Après une intersaison des plus intrigantes, les Blazers suscitaient la curiosité de nombreux observateurs. Portland restait sur un premier tour de Playoffs rapidement expédié, sans espoir face aux futurs champions de Los Angeles, et après une saison en dents de scie. Un départ timide combinée à une difficulté chronique d’enchaîner les bons résultats conduisent la franchise à un bilan décevant lorsque la saison s’arrête pour cause sanitaire.
Frustrant, alors même que les Blazers avaient enfin dépassé le premier tour des Playoffs l’année précédente, se hissant jusqu’en finale de conférence. Finalement, Portland sera l’une des grandes gagnantes de la bulle d’Orlando. A trois victoires des Grizzlies à la reprise, ils affichent une forme spectaculaire sous l’impulsion d’un Lillard élu MVP de cette dernière partie de saison. Le ticket pour la postseason sera validé au cours du play-in face à Memphis, avant de chuter face aux Lakers donc.
Portland entamait donc son intersaison pleine de questions. Le bilan de la saison est décevant, et la franchise semble avoir de nouveau reculé d’un pas, que ce soit sur le plan des résultats ou du jeu. Certes, Jusuf Nurkic a longtemps été blessé et son retour dans la bulle a fait du bien. Mais comment les Blazers pourraient-ils repasser un cran au-dessus ?
Des mouvements intéressants
Le moins que l’on puisse dire, c’est que Neil Olshey et son équipe n’ont pas chômé cet automne.

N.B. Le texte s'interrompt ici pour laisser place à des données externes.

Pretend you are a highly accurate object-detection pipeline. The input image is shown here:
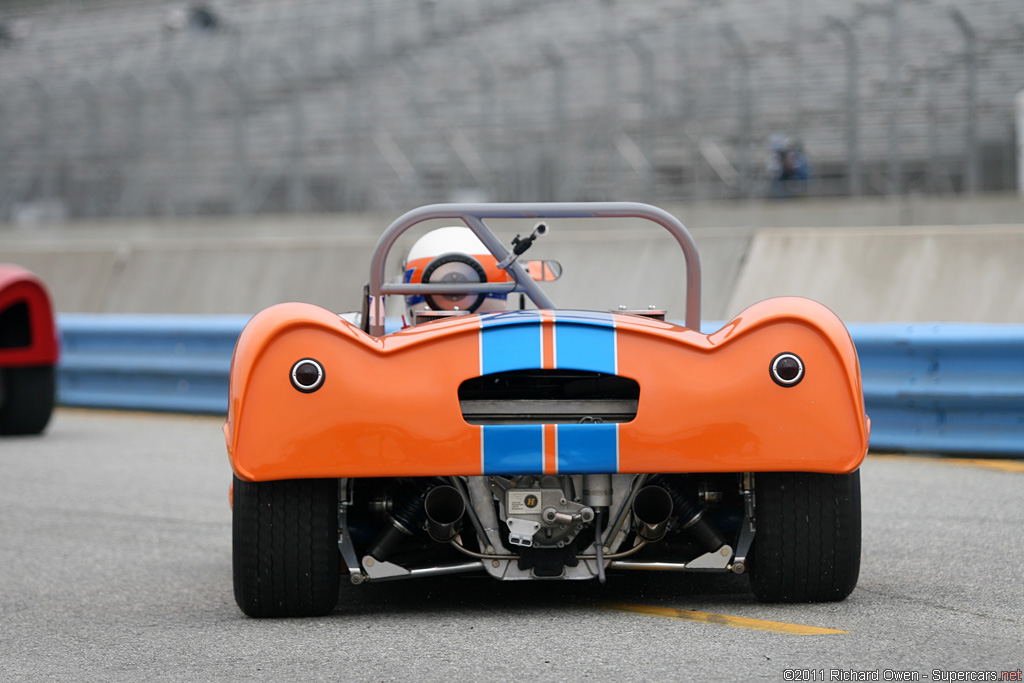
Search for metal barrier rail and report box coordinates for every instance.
[57,314,251,414]
[849,323,1024,456]
[55,315,1024,456]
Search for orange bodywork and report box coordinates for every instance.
[225,296,868,482]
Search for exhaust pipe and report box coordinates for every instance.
[655,476,728,554]
[632,485,673,542]
[424,485,466,542]
[368,478,439,561]
[676,501,727,554]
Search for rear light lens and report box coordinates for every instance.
[291,358,325,393]
[770,353,804,387]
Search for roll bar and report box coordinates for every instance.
[367,202,702,336]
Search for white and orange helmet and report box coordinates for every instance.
[403,227,511,321]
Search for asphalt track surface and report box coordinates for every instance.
[2,410,1021,682]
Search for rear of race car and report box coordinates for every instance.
[0,265,59,435]
[225,296,868,617]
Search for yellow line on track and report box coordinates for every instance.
[598,602,847,635]
[938,457,1024,473]
[868,453,1024,474]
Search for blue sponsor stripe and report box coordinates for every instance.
[482,424,544,475]
[403,268,424,306]
[480,311,542,374]
[480,309,543,328]
[556,423,619,473]
[554,312,616,374]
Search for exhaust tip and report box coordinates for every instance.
[632,485,674,542]
[424,485,466,542]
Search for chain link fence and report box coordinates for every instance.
[0,0,1020,221]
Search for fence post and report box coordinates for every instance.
[273,56,309,213]
[1017,90,1024,196]
[472,48,497,201]
[826,16,861,197]
[720,24,751,199]
[364,0,377,60]
[950,8,979,194]
[336,61,363,211]
[926,68,941,194]
[30,79,56,205]
[112,74,148,216]
[167,69,196,216]
[887,0,903,195]
[0,99,6,217]
[602,0,620,199]
[675,13,692,122]
[542,42,567,202]
[400,55,428,205]
[419,0,437,43]
[787,0,805,135]
[76,78,102,218]
[627,35,656,201]
[222,66,249,214]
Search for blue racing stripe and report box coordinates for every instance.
[554,312,616,374]
[403,268,424,306]
[480,311,542,374]
[482,424,544,475]
[556,423,618,473]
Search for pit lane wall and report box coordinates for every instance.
[728,224,1024,324]
[3,194,1024,322]
[0,212,748,321]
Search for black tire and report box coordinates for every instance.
[0,365,56,435]
[233,476,340,617]
[749,470,861,603]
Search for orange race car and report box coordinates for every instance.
[0,264,59,435]
[225,203,868,617]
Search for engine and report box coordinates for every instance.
[490,475,595,549]
[346,472,744,583]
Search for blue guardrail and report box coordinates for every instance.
[848,323,1024,456]
[57,314,250,414]
[56,315,1024,456]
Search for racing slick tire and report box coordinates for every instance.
[0,365,56,435]
[233,476,340,617]
[749,470,861,603]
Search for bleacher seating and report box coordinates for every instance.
[0,0,1020,219]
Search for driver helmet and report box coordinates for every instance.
[403,227,511,322]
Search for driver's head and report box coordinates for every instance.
[403,227,510,322]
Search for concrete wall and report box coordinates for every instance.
[2,196,1022,323]
[729,225,1024,323]
[0,220,750,321]
[670,194,1024,230]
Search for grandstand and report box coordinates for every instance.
[0,0,1021,219]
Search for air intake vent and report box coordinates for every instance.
[459,370,639,425]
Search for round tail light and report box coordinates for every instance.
[291,358,325,393]
[770,353,804,387]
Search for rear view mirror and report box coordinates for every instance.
[526,260,562,282]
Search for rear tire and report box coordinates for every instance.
[749,470,861,603]
[233,476,340,617]
[0,365,56,435]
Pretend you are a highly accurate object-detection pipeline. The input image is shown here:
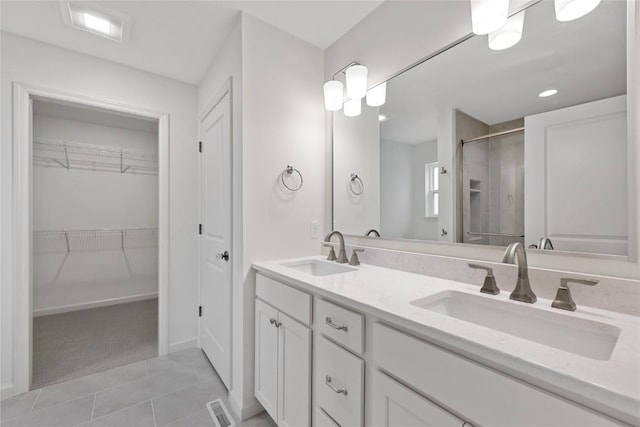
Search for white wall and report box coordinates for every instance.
[197,13,324,419]
[32,113,158,315]
[1,32,198,396]
[380,139,412,238]
[333,104,380,235]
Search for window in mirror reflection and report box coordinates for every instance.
[426,162,439,218]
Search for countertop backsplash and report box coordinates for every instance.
[328,245,640,317]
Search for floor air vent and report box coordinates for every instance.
[207,399,235,427]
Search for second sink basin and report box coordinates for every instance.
[410,290,620,361]
[281,259,356,277]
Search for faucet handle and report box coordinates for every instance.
[552,277,599,311]
[468,263,500,295]
[349,248,364,266]
[323,243,337,261]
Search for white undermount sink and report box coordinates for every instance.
[281,259,357,276]
[410,290,621,361]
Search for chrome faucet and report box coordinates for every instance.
[537,237,554,250]
[324,231,348,264]
[502,242,536,303]
[365,229,380,237]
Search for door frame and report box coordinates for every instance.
[12,82,170,395]
[197,77,233,386]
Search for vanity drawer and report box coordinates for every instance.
[372,323,623,426]
[316,336,364,427]
[256,273,312,326]
[316,407,340,427]
[316,298,364,354]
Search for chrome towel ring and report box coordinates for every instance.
[350,173,364,195]
[281,165,303,191]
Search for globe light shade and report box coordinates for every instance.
[344,98,362,117]
[323,80,344,111]
[346,65,368,100]
[554,0,601,22]
[366,82,387,107]
[470,0,509,35]
[489,10,525,51]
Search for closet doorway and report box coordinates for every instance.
[12,84,169,394]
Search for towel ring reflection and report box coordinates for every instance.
[281,165,303,191]
[350,173,364,195]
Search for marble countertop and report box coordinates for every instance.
[253,256,640,424]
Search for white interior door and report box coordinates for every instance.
[199,89,232,388]
[525,95,627,255]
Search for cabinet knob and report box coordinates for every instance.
[269,318,281,328]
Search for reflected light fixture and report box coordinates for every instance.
[470,0,509,35]
[378,114,390,122]
[344,99,362,117]
[366,82,387,107]
[539,89,559,97]
[323,80,344,111]
[489,10,525,50]
[346,65,368,100]
[554,0,601,22]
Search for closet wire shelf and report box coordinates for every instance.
[33,138,158,175]
[34,228,158,253]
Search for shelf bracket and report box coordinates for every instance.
[53,146,70,169]
[120,152,131,174]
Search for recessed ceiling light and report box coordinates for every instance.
[539,89,559,98]
[61,2,131,43]
[83,13,111,35]
[378,114,390,122]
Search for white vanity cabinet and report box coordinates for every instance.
[255,274,312,427]
[372,322,626,427]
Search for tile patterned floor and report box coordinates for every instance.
[1,348,276,427]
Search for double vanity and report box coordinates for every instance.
[252,256,640,426]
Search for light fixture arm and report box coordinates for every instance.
[331,61,361,80]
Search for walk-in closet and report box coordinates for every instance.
[31,100,159,389]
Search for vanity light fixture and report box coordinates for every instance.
[470,0,509,35]
[366,82,387,107]
[539,89,559,98]
[344,99,362,117]
[346,65,369,100]
[488,10,525,50]
[323,80,344,111]
[554,0,601,22]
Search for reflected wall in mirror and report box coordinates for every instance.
[332,0,629,257]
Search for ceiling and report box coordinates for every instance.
[0,1,382,85]
[378,0,626,144]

Pas de grandes pertes à déclarer dans le roster, et un besoin clair identifié : densifier les ailes, notamment sur le plan défensif. Portland en a trop souffert la saison dernière, et la franchise a réussi à mettre la main sur Robert Covington dans le cadre d’un trade. Son profil, idéal à côté du backcourt Lillard-McCollum, représentait une vraie plus-value pour Portland. Les Blazers ne se sont pas arrêtés en si bon chemin, mettant la main sur Derrick Jones Jr lors de la Free Agency, ainsi que sur Harry Giles. Le premier arrive de Miami pour amener de la densité à l’aile, et des qualités athlétiques. Giles de son côté est une véritable attraction pour les observateurs : son plafond élevé a pour l’instant été contraint par les blessures, mais son profil semble parfait pour Terry Stotts. Bon défenseur, doté de vraies qualités de playmaker à son poste, il assure une continuité au relais de Nurkic.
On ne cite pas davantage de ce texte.